現在、Windows10を使用していて、Windows Media Playerでどのようなフォーマットの動画を再生できるかどうかを調べる方法をご紹介します。Windows Media Playerを起動し、メニューより[ヘルプ(H)]>[バージョン情報(A)]をクリックします。メニューバーが非表示になっている場合は、ウインドウ内の再生ボタンなどが表示されている部分にカーソルを置いて、右クリックすると、メニューが表示されます。

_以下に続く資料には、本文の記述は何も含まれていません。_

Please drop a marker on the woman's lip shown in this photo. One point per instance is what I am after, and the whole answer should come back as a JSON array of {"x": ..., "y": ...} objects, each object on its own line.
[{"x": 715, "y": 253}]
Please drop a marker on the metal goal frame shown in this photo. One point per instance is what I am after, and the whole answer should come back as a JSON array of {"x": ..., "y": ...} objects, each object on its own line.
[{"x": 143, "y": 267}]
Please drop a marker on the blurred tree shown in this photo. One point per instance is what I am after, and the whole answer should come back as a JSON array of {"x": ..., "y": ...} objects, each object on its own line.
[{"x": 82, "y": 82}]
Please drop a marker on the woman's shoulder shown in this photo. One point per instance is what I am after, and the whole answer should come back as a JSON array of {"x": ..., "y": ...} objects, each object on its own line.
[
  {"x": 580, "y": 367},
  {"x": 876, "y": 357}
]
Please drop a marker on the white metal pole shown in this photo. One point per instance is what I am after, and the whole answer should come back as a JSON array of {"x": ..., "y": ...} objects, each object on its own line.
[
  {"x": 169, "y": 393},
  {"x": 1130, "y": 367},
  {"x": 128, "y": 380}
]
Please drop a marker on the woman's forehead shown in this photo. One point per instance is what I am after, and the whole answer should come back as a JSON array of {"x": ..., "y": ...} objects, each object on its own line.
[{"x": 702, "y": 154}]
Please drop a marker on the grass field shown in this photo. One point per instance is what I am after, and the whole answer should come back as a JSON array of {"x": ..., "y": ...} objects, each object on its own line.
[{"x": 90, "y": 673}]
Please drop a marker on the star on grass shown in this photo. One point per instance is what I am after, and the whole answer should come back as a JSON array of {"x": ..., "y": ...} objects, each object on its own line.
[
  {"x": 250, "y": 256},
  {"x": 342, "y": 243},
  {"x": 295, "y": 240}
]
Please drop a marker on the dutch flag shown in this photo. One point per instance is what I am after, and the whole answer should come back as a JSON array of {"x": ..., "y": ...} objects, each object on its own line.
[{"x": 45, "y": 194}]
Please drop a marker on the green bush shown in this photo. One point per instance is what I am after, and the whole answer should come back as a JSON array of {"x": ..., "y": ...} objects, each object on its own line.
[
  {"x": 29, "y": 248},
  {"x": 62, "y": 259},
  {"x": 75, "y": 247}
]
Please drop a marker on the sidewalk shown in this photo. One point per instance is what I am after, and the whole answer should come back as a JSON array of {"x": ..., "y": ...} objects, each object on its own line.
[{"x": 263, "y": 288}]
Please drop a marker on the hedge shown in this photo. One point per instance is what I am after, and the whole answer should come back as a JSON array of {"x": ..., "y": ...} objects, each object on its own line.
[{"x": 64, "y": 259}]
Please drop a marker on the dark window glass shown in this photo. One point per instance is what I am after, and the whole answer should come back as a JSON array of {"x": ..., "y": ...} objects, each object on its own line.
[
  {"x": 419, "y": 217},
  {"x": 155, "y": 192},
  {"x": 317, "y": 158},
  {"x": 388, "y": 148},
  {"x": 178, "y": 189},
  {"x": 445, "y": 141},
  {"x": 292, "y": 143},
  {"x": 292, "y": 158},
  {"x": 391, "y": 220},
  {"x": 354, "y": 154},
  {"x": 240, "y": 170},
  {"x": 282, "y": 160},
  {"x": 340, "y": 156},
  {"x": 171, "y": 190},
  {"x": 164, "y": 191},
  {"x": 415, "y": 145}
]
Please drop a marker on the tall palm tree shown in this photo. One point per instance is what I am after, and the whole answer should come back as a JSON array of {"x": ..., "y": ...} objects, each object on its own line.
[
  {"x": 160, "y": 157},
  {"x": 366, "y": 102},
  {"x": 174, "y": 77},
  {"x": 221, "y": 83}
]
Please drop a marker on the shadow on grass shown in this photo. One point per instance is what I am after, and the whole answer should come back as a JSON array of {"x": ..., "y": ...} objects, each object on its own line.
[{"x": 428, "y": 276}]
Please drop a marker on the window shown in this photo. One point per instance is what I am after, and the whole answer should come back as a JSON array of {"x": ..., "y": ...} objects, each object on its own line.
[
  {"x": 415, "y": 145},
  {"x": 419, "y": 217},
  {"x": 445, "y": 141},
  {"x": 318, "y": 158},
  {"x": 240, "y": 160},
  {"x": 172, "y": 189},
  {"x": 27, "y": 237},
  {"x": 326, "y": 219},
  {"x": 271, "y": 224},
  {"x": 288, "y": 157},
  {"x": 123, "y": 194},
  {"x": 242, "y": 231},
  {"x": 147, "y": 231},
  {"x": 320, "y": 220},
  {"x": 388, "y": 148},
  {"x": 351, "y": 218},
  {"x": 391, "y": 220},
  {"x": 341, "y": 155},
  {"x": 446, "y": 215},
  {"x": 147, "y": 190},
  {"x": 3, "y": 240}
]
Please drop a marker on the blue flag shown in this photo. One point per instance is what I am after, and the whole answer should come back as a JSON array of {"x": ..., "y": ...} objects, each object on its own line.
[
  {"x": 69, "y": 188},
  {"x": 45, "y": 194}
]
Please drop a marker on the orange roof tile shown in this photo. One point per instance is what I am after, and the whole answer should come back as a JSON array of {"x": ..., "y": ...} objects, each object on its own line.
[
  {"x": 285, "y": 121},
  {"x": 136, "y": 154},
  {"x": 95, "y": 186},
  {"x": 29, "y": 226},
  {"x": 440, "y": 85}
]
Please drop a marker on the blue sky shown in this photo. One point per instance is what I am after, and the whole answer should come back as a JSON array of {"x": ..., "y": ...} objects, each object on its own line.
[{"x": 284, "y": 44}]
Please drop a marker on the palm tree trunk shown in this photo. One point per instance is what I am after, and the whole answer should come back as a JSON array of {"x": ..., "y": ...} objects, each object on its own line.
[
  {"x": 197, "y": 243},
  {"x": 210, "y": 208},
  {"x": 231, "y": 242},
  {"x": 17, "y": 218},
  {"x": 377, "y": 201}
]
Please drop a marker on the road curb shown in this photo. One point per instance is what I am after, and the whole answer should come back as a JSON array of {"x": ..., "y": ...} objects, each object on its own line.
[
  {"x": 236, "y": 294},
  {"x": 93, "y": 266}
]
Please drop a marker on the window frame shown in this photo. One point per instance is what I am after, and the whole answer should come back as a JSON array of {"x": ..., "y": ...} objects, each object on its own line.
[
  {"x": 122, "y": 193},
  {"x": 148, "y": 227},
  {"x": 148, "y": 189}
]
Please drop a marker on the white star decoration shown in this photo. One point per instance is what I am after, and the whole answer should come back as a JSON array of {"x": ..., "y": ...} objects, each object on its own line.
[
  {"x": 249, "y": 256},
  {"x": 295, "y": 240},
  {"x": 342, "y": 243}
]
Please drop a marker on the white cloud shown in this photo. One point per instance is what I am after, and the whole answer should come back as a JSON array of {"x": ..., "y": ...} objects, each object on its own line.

バージョン情報ウインドウの下部に表示されている、[テクニカルサポート情報]をクリックします。ファイルを表示するアプリケーションを選択するウインドウが開く場合もありますが、ChromeやMicrosoft Edgeなどのブラウザを選択してください。画面をスクロールさせていくと、搭載されている「オーディオコーデック」や「ビデオコーデック」の一覧が掲載された箇所が出てきます。HEVCはビデオコーデックなので、該当欄に表示がなければ、新たにインストールする必要がありますが、残念ながらWindows Media Playerに手動でコーデックを追加する方法はないようです。コーデックの対応やソフトのバージョンアップは、Windowsの更新時において自動的にインストールされるものとなるので、気長に待つしかありません。
コーデックとは、動画ファイルの圧縮と復元を行うものです。ファイルの再生には、圧縮時に使用したコーデックと同様のコーデックを使う必要があります。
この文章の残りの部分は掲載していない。